James Harris
Guest
Mon Sep 20, 2010 4:42 pm
I'm fairly new to Verilog and HDLs in general and am looking for a
simple means under Windows of compiling and testing Verilog code. I
have the Xilinx suite of tools (and a basic board from Digilent).
Is there a simpler freeware environment for generic Verilog
development where one doesn't want to write to hardware? The Xilinx
suite is rather large and complex, especially now that the non-
freeware components are included in the download.
James
Cary R.
Guest
Mon Sep 20, 2010 5:05 pm
On 9/20/2010 6:42 AM, James Harris wrote:
Quote:
Is there a simpler freeware environment for generic Verilog
development where one doesn't want to write to hardware?
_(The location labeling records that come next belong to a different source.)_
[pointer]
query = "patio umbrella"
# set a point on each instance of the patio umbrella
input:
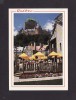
(45, 57)
(32, 57)
(39, 54)
(59, 55)
(23, 56)
(53, 54)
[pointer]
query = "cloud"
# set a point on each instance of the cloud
(49, 25)
(15, 31)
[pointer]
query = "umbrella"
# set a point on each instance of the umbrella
(53, 54)
(39, 54)
(32, 57)
(23, 56)
(59, 55)
(45, 57)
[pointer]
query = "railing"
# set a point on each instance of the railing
(47, 66)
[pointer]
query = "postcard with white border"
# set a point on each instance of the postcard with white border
(38, 49)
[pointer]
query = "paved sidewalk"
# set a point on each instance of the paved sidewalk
(16, 79)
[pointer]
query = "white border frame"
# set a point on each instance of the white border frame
(13, 87)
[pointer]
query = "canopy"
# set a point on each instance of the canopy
(39, 54)
(45, 57)
(53, 54)
(59, 55)
(23, 56)
(32, 57)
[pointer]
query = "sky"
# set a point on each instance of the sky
(45, 20)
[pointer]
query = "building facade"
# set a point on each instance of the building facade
(56, 42)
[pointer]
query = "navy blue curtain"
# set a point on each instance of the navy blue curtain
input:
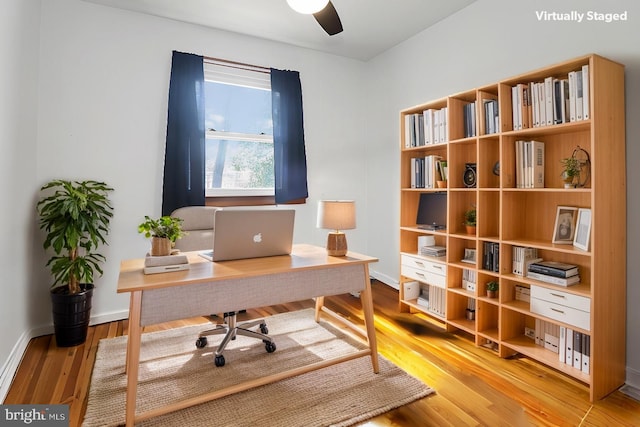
(183, 182)
(288, 137)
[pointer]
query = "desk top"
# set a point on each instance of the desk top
(303, 257)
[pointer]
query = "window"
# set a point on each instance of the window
(239, 132)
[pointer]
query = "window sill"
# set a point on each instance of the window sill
(224, 201)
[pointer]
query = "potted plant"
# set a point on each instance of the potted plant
(163, 231)
(492, 289)
(75, 215)
(470, 220)
(571, 171)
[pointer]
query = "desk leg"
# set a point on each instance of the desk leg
(133, 356)
(319, 305)
(366, 298)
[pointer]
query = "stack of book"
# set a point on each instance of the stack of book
(522, 258)
(165, 264)
(435, 251)
(553, 272)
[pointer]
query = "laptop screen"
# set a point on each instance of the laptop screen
(241, 233)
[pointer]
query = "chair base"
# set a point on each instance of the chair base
(230, 329)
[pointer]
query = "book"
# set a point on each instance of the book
(585, 92)
(562, 344)
(554, 280)
(586, 354)
(568, 354)
(166, 268)
(553, 268)
(577, 350)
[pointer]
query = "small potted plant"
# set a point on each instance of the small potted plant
(571, 171)
(163, 231)
(470, 220)
(492, 289)
(75, 216)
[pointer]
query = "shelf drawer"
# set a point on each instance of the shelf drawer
(424, 264)
(571, 316)
(562, 298)
(424, 276)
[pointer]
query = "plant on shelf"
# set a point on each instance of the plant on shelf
(492, 289)
(470, 220)
(163, 231)
(75, 215)
(571, 171)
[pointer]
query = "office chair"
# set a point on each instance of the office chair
(198, 222)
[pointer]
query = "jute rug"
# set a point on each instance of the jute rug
(172, 369)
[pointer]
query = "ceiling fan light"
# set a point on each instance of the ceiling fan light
(307, 7)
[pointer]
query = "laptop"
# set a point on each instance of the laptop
(241, 233)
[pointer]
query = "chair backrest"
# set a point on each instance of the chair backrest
(198, 223)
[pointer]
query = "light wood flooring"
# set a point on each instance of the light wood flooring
(473, 386)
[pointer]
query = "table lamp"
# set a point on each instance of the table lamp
(337, 215)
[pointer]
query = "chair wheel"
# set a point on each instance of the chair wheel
(219, 361)
(270, 347)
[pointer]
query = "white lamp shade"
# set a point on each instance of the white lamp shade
(337, 214)
(307, 6)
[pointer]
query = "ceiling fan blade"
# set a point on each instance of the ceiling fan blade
(329, 20)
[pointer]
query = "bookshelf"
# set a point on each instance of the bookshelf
(510, 216)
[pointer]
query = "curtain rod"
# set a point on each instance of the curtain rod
(234, 64)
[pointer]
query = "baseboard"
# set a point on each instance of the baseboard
(11, 365)
(633, 378)
(387, 280)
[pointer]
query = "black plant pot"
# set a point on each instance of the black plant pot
(71, 315)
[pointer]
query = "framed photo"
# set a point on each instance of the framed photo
(565, 227)
(583, 229)
(469, 256)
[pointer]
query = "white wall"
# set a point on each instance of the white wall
(482, 44)
(104, 77)
(19, 38)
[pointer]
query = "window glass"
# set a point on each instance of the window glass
(239, 140)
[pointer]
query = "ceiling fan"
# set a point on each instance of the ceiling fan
(322, 10)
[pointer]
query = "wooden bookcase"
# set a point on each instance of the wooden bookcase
(508, 216)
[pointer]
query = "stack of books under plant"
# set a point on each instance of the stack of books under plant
(164, 232)
(553, 272)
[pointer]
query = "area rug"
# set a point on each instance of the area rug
(172, 369)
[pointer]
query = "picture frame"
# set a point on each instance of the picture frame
(582, 235)
(469, 256)
(565, 227)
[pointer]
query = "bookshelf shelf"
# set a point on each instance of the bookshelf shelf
(481, 130)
You can find Icarus for windows here
http://bleyer.org/icarus/
The 0.9.* files also include GTKWave.
Cary
glen herrmannsfeldt
Guest
Mon Sep 20, 2010 6:59 pm
James Harris <james.harris.1_at_googlemail.com> wrote:
Quote:
I'm fairly new to Verilog and HDLs in general and am looking for a
simple means under Windows of compiling and testing Verilog code. I
have the Xilinx suite of tools (and a basic board from Digilent).
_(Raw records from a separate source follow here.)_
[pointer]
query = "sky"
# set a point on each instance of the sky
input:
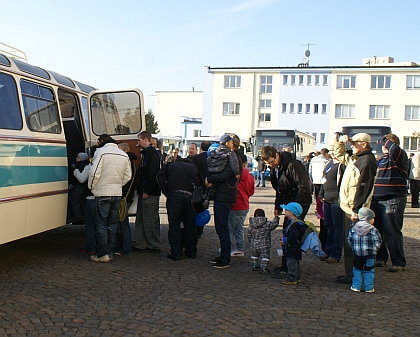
(165, 45)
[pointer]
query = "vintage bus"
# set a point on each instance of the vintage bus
(46, 119)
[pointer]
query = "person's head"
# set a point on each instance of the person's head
(270, 155)
(192, 149)
(227, 141)
(144, 139)
(292, 210)
(82, 156)
(360, 142)
(366, 214)
(124, 147)
(259, 212)
(205, 145)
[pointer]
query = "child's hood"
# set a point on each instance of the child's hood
(362, 227)
(258, 221)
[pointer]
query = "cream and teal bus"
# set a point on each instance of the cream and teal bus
(46, 119)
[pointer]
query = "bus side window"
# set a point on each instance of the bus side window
(10, 116)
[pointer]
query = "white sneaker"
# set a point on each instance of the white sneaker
(104, 258)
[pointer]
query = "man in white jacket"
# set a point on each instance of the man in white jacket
(110, 170)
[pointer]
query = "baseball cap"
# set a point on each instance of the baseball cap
(361, 137)
(293, 207)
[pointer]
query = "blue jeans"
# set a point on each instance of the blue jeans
(334, 223)
(221, 220)
(90, 215)
(293, 269)
(389, 218)
(179, 209)
(236, 228)
(106, 224)
(124, 241)
(363, 270)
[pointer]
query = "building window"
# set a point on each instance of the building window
(412, 112)
(380, 82)
(265, 103)
(231, 108)
(379, 112)
(292, 108)
(232, 81)
(344, 111)
(300, 79)
(411, 144)
(346, 82)
(265, 117)
(413, 81)
(266, 84)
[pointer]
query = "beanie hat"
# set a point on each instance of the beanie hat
(366, 214)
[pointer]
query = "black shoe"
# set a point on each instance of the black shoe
(216, 260)
(221, 264)
(175, 258)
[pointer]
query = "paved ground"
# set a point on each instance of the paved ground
(48, 288)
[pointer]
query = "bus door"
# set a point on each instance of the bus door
(118, 113)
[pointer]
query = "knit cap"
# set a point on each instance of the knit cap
(366, 214)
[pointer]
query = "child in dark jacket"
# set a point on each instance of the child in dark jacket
(292, 240)
(259, 236)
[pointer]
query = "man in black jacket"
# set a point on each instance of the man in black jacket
(289, 180)
(147, 229)
(176, 181)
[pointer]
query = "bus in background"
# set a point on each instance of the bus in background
(169, 142)
(46, 119)
(281, 138)
(375, 132)
(183, 149)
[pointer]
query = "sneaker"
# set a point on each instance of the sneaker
(237, 253)
(396, 269)
(215, 260)
(104, 258)
(265, 271)
(221, 264)
(332, 260)
(289, 282)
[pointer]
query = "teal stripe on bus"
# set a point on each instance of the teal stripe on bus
(33, 150)
(25, 175)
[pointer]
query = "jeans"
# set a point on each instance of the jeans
(124, 241)
(106, 222)
(236, 228)
(179, 209)
(293, 269)
(221, 219)
(334, 223)
(363, 270)
(90, 214)
(147, 230)
(389, 218)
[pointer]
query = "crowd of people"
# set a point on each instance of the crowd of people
(360, 202)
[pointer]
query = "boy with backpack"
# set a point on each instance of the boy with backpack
(292, 240)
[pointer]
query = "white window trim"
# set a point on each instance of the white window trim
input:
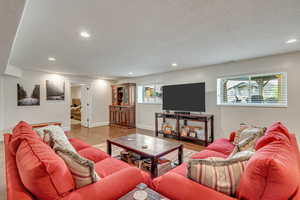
(260, 105)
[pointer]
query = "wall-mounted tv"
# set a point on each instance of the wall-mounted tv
(185, 97)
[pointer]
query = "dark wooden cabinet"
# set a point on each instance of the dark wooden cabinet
(122, 110)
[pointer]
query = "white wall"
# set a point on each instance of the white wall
(1, 104)
(100, 101)
(229, 118)
(48, 111)
(75, 92)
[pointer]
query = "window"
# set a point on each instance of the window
(149, 94)
(253, 90)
Is there a simpler freeware environment for generic Verilog
development where one doesn't want to write to hardware? The Xilinx
suite is rather large and complex, especially now that the non-
freeware components are included in the download.
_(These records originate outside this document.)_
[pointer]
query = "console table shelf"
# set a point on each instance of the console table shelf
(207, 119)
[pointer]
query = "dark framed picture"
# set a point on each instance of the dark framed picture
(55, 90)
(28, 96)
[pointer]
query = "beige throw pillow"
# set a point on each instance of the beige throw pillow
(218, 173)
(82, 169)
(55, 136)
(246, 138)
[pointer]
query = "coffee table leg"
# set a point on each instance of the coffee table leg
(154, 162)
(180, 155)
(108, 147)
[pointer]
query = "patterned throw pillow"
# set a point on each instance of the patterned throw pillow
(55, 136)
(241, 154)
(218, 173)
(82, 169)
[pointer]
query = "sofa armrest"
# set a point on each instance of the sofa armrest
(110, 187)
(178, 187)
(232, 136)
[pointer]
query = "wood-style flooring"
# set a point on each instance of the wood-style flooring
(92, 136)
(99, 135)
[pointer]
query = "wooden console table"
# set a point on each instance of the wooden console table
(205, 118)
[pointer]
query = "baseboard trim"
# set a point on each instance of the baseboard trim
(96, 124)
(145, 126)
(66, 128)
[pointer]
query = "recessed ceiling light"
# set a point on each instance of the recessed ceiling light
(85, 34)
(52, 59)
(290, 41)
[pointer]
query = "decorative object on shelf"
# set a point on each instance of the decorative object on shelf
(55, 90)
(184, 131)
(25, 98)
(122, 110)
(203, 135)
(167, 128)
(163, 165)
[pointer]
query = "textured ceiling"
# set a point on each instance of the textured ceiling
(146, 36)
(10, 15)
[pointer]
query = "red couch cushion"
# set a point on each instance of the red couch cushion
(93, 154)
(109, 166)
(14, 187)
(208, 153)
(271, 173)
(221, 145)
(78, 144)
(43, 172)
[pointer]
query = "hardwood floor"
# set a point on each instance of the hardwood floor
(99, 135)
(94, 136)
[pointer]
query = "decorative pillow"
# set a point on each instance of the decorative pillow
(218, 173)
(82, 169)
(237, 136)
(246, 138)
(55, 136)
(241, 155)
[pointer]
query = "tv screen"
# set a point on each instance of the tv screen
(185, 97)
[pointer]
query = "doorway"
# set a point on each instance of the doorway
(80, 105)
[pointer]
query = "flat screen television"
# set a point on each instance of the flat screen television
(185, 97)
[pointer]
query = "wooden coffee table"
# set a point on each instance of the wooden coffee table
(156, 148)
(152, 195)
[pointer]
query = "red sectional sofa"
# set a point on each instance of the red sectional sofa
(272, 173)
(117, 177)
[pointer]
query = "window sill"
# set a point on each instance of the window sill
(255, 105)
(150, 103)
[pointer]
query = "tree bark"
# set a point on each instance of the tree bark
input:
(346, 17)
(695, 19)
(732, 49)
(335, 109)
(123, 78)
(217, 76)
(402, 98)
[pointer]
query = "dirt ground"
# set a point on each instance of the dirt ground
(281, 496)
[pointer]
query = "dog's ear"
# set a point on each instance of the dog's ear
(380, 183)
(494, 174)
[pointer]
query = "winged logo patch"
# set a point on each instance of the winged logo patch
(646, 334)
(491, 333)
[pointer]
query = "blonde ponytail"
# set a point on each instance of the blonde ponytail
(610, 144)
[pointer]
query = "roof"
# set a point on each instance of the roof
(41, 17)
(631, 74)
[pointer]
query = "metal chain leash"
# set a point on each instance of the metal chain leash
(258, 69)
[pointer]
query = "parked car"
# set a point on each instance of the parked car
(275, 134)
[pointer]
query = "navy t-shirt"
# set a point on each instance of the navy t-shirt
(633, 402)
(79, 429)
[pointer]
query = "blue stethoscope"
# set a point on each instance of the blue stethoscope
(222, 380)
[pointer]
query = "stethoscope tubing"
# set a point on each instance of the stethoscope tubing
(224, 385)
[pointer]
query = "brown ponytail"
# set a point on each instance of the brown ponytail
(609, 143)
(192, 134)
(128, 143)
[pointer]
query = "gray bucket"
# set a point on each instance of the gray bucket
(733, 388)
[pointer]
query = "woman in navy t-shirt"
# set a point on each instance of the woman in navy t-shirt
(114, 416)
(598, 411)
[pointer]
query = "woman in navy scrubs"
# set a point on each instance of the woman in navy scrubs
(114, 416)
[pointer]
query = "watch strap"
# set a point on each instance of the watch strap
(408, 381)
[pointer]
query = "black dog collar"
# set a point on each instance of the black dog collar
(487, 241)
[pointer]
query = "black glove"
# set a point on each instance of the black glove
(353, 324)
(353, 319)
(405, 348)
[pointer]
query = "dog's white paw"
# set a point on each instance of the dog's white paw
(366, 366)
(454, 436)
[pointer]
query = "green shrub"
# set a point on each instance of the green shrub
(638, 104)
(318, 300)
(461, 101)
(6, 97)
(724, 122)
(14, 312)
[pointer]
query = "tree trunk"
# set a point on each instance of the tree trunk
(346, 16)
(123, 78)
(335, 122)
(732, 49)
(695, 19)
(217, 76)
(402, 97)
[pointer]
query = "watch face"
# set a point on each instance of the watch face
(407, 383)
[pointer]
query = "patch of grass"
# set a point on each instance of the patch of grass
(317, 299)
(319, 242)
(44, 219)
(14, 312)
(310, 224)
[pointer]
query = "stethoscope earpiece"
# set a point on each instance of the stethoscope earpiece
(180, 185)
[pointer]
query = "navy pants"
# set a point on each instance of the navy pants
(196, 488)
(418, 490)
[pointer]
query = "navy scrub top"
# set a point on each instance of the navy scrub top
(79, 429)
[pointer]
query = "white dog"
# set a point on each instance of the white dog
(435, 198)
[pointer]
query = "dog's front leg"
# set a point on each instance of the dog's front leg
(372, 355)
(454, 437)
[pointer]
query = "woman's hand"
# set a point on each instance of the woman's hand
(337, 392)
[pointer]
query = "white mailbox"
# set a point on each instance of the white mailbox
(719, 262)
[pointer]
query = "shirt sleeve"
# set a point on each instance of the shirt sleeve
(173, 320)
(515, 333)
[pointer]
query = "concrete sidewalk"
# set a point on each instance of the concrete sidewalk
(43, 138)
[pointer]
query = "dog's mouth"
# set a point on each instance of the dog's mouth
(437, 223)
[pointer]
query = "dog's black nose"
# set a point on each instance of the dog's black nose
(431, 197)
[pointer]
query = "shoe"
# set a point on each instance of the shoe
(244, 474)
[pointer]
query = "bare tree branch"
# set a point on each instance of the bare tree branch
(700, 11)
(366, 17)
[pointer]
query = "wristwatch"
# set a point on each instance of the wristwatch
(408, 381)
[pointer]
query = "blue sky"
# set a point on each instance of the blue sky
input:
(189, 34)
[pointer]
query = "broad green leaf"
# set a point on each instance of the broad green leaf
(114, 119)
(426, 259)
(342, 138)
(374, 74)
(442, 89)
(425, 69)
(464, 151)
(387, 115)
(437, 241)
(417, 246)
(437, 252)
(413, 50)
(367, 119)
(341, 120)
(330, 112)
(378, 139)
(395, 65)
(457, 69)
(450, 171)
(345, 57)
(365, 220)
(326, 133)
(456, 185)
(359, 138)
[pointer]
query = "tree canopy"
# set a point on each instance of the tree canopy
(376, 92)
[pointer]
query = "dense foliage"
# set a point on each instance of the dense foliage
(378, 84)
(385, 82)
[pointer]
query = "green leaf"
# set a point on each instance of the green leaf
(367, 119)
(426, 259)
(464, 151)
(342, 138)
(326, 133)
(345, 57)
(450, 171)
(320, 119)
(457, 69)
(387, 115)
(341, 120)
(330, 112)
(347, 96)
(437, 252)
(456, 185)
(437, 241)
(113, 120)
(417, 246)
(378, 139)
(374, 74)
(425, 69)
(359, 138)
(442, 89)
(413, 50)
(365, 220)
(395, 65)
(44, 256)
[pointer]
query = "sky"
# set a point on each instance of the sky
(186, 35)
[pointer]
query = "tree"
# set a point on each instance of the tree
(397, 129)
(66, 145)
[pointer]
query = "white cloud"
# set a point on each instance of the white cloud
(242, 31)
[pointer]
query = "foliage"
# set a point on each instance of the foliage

I believe that veriwell is still around. It works fine for
smaller projects. For large ones, the Xilinx suite might
be better.
-- glen
James Harris
Guest
Mon Sep 27, 2010 3:10 pm
On 20 Sep, 17:05, "Cary R." <no-s...@host.spam> wrote:
Quote:
On 9/20/2010 6:42 AM, James Harris wrote:
Is there a simpler freeware environment for generic Verilog
development where one doesn't want to write to hardware?
You can find Icarus for windows here
http://bleyer.org/icarus/
The 0.9.* files also include GTKWave.
Thanks for both the replies. I found an old Veriwell for Unix (rather
than the preferred Windows) which has a problem finding its shared
object library. However Icarus for Windows runs fine in a command
window.
Whoo! I have my first working Verilog program.